Week 1, the introduction: The Power.
Week 2, His Wife.
Week 3, His Work.
Week 4, His Finances.
Today, we are continuing our devotions with the fourth chapter in The Power of a Praying Wife by Stormie Omartian: His Sexuality.
My Thoughts: I feel like this is one of the most important parts of making a marriage prosper and last. It is also one of the hardest parts for women to understand because we don't need sex like a man does. As Stormie states, "for women, sex comes out of affection... for a man, sex is pure need" (pg. 57). As the verse above states, our body is not our own. It is to be used to "comfort and complete the other person" (pg. 58). When the husband is deprived of this one need, it opens up temptation and other problems in a marriage.

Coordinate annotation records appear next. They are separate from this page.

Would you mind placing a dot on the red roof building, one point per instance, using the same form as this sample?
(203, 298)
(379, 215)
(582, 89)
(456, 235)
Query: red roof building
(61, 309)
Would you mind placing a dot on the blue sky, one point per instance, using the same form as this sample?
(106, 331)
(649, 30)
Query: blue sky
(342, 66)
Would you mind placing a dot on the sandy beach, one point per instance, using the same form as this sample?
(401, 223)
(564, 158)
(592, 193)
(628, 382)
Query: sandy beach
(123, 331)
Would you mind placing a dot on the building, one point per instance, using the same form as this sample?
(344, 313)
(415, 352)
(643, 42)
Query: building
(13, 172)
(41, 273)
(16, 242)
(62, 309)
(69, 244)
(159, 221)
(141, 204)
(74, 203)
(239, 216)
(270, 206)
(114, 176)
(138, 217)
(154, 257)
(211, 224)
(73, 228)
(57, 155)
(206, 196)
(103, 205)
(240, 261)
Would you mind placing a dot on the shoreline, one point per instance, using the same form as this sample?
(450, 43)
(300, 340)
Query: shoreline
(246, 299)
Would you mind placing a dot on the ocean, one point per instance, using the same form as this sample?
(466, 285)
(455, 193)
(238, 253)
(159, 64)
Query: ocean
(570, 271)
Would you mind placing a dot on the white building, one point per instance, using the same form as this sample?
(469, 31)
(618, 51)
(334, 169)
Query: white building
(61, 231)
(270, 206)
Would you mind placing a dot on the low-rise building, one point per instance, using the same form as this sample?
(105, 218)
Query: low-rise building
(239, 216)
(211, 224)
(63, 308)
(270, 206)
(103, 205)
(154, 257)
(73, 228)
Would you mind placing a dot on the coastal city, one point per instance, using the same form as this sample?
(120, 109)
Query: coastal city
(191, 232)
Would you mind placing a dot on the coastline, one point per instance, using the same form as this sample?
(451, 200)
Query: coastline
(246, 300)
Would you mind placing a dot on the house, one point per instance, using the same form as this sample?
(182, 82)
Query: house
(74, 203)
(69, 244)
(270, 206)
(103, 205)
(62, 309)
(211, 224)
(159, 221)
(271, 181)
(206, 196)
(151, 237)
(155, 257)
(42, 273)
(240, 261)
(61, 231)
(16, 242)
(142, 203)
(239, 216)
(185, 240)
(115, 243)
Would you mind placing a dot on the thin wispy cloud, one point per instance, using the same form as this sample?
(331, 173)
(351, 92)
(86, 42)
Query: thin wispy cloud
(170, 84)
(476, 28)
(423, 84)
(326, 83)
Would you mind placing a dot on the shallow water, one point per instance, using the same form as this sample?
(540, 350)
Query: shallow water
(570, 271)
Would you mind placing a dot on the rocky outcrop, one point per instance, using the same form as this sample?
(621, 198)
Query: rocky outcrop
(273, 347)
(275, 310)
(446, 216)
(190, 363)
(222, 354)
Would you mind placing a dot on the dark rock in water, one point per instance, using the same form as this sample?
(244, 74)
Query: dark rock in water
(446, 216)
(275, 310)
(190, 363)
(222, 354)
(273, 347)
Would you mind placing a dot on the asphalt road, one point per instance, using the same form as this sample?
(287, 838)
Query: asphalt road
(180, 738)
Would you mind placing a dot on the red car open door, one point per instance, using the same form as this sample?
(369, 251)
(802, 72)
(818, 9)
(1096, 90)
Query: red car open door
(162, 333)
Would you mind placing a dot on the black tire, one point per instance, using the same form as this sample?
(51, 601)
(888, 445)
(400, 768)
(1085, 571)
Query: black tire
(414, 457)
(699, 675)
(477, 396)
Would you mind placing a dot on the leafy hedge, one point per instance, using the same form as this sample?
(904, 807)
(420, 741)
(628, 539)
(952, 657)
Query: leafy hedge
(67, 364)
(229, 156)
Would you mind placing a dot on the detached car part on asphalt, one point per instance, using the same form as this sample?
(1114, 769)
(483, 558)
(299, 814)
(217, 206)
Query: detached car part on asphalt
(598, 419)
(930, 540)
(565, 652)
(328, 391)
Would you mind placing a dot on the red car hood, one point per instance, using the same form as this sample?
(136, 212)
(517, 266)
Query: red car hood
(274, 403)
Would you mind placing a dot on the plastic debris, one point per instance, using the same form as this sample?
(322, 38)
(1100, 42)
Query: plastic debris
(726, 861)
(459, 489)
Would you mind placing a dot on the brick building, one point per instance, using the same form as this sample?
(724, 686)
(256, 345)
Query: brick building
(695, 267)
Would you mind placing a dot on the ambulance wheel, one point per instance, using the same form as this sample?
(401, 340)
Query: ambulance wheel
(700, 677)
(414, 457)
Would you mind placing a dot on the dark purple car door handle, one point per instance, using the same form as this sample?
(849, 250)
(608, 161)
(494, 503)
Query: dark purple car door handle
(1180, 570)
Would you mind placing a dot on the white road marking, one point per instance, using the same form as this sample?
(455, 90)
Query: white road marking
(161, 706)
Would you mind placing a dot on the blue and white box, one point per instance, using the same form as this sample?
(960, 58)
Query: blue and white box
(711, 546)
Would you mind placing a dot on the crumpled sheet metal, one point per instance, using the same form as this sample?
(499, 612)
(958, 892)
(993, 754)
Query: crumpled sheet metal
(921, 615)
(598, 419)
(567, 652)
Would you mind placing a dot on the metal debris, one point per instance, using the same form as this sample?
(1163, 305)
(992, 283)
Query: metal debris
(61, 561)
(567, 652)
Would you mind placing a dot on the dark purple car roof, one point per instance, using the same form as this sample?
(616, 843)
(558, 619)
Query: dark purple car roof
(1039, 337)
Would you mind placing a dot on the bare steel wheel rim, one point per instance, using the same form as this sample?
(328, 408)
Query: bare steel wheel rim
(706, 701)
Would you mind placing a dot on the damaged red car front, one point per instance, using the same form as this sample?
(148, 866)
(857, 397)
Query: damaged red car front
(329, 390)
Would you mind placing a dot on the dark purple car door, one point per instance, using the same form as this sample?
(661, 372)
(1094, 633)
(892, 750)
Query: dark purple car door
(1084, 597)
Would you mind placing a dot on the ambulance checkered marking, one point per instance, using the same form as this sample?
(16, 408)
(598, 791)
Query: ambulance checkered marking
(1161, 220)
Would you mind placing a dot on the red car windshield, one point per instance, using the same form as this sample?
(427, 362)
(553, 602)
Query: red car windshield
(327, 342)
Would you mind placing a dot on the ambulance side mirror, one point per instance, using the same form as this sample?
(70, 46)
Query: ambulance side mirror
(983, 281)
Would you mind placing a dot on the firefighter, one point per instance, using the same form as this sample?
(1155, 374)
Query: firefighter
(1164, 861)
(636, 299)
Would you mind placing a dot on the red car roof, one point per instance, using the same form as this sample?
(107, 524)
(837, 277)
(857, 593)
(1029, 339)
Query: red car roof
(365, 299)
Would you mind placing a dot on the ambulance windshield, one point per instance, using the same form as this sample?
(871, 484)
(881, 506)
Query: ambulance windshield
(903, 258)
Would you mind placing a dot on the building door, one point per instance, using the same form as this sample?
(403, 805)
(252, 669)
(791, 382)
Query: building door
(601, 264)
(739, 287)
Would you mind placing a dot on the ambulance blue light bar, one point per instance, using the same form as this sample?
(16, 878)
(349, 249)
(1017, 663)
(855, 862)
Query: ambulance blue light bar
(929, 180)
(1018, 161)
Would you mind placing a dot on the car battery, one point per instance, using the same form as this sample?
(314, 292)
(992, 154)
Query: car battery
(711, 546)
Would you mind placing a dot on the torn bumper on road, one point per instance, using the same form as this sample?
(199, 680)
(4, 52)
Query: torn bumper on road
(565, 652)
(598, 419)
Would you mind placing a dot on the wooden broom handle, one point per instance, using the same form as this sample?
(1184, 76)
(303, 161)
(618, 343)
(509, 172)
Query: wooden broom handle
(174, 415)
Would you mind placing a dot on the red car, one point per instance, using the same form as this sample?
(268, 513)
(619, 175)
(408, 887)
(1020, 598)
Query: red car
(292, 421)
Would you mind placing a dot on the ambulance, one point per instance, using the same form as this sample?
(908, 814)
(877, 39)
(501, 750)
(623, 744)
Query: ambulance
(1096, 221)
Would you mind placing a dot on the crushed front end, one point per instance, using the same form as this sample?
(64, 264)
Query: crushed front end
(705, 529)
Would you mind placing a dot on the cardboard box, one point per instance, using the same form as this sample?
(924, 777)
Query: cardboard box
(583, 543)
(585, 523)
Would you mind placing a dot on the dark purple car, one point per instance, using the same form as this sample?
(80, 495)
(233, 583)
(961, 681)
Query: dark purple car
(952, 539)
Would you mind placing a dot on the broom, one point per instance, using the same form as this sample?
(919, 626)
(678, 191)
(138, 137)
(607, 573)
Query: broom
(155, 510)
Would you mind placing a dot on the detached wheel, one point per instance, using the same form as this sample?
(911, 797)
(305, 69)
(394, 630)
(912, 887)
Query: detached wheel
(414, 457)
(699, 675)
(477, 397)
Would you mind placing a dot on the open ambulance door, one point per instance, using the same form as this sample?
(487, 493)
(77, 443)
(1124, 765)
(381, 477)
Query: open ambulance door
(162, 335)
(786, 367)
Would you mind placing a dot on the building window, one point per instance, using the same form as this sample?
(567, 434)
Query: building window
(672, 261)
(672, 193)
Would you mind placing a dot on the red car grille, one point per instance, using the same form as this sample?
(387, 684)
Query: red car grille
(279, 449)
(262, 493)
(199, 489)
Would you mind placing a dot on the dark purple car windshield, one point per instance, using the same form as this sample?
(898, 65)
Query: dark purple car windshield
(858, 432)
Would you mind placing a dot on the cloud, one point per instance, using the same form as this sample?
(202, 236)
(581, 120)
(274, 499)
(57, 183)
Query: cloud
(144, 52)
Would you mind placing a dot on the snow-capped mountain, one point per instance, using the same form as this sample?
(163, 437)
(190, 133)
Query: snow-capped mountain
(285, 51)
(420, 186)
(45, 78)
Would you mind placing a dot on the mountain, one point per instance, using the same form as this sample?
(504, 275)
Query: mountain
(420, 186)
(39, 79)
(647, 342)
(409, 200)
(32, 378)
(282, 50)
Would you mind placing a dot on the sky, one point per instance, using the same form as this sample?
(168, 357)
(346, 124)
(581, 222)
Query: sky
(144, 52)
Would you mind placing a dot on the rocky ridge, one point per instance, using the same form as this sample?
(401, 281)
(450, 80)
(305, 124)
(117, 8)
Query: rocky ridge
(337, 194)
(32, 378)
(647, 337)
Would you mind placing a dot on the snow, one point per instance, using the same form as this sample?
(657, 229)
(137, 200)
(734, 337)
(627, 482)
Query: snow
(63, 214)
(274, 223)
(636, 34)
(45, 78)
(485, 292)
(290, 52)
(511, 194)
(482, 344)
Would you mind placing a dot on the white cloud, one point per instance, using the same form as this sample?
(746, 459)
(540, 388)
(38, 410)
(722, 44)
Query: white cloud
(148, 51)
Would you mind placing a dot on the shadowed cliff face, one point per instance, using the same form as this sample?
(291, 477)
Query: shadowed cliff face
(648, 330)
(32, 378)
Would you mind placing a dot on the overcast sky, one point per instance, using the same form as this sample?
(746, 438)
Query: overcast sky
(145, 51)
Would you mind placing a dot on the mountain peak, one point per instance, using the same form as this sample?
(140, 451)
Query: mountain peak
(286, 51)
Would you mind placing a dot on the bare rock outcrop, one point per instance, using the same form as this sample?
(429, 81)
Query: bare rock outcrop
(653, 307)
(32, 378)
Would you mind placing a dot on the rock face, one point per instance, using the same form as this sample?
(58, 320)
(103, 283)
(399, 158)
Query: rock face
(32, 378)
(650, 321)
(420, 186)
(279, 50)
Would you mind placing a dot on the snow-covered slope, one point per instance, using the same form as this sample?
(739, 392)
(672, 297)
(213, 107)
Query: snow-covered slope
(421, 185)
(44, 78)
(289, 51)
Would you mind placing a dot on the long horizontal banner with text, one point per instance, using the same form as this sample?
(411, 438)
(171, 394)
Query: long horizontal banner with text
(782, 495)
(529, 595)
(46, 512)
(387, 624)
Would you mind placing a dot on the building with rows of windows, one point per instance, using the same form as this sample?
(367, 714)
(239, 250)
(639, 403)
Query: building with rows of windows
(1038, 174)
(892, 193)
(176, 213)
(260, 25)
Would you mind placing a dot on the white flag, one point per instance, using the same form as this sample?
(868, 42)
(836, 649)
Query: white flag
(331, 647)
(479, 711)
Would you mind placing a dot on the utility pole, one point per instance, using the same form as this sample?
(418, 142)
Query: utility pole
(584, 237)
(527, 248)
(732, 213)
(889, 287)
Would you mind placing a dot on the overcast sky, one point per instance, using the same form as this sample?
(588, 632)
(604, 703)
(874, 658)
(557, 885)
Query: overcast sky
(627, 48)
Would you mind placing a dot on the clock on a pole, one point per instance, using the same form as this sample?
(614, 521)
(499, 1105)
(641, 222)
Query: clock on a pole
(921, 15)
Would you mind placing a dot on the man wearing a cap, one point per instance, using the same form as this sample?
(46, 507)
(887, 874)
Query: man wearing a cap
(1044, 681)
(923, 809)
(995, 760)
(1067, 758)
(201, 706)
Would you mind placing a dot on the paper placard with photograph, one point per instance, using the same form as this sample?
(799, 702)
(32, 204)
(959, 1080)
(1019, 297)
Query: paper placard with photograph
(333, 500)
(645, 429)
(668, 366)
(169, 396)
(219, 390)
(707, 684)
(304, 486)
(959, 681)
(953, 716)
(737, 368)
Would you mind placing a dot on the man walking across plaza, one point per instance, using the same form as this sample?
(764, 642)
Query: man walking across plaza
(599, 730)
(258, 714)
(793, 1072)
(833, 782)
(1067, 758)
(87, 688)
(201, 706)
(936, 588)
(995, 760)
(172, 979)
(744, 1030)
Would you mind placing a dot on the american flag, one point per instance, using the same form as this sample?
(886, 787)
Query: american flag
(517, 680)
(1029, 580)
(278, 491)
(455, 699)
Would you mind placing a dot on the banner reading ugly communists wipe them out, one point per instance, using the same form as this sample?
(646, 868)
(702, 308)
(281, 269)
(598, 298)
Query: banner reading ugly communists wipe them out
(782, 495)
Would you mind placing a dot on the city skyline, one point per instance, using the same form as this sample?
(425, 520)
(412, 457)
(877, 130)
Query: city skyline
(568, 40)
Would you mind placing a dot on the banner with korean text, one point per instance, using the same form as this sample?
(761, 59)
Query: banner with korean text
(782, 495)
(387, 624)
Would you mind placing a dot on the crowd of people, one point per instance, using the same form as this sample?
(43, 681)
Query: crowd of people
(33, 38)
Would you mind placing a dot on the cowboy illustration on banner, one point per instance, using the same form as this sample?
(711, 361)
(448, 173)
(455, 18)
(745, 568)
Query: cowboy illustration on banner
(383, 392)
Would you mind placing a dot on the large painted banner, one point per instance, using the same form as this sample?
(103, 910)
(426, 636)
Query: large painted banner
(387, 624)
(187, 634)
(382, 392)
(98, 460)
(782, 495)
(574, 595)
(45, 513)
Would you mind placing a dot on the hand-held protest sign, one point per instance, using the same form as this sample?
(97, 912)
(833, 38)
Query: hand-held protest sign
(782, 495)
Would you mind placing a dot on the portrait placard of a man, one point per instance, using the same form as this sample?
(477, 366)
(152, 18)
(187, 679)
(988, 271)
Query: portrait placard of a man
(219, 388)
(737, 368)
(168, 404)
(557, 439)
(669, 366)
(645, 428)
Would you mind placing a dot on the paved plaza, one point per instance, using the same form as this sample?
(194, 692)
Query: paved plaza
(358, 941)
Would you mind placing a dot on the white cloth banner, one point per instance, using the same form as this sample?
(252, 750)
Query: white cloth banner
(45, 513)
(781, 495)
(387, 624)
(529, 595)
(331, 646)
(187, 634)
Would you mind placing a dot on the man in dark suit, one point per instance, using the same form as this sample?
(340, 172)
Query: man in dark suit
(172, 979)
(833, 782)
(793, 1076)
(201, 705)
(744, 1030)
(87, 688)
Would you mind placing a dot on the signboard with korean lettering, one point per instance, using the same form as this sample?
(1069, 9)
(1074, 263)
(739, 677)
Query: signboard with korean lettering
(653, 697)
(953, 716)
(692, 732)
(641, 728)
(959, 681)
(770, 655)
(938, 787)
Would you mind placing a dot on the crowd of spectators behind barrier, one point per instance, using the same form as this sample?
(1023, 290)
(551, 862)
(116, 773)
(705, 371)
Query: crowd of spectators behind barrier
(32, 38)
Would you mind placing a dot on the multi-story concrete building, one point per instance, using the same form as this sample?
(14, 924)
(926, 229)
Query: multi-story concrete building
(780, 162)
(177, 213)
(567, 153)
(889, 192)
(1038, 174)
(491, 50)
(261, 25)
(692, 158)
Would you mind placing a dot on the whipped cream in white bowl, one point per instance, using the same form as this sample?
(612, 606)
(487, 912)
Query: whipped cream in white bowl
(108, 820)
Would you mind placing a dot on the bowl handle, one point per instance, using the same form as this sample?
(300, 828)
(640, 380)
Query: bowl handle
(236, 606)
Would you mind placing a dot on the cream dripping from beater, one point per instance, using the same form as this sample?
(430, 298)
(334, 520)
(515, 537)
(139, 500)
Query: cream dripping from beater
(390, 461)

So what do you do when you don't feel like it, but your husband does? Stormie gives us a great idea. She says, "when your husband communicates to you what he has in mind..don't roll your eyes and sigh deeply. Instead, say "give me fifteen minutes" (or however long you need). During that time, do something to make yourself feel attractive... pray for God to give a renewed energy, strength, vitality, and a good attitude" (pg. 59). Hopefully, when that time is up, your coming together with your husband will be that much better and he will appreciate the time you took to get ready, just for him.
What do you do when your husband is the one withholding the sexual relations in your marriage? Find out why. Pray about it. Stormie says that he might be feeling depressed, like a failure, etc and that is causing the strain in your relationship (pg. 60). By praying about it instead of getting angry, feeling resentful, and locking yourself away, you can help your hubby resolve the problem and move forward in a more productive way (pg. 60).
This was a short, yet insightful chapter about how sexual relations play a big part in your marriage.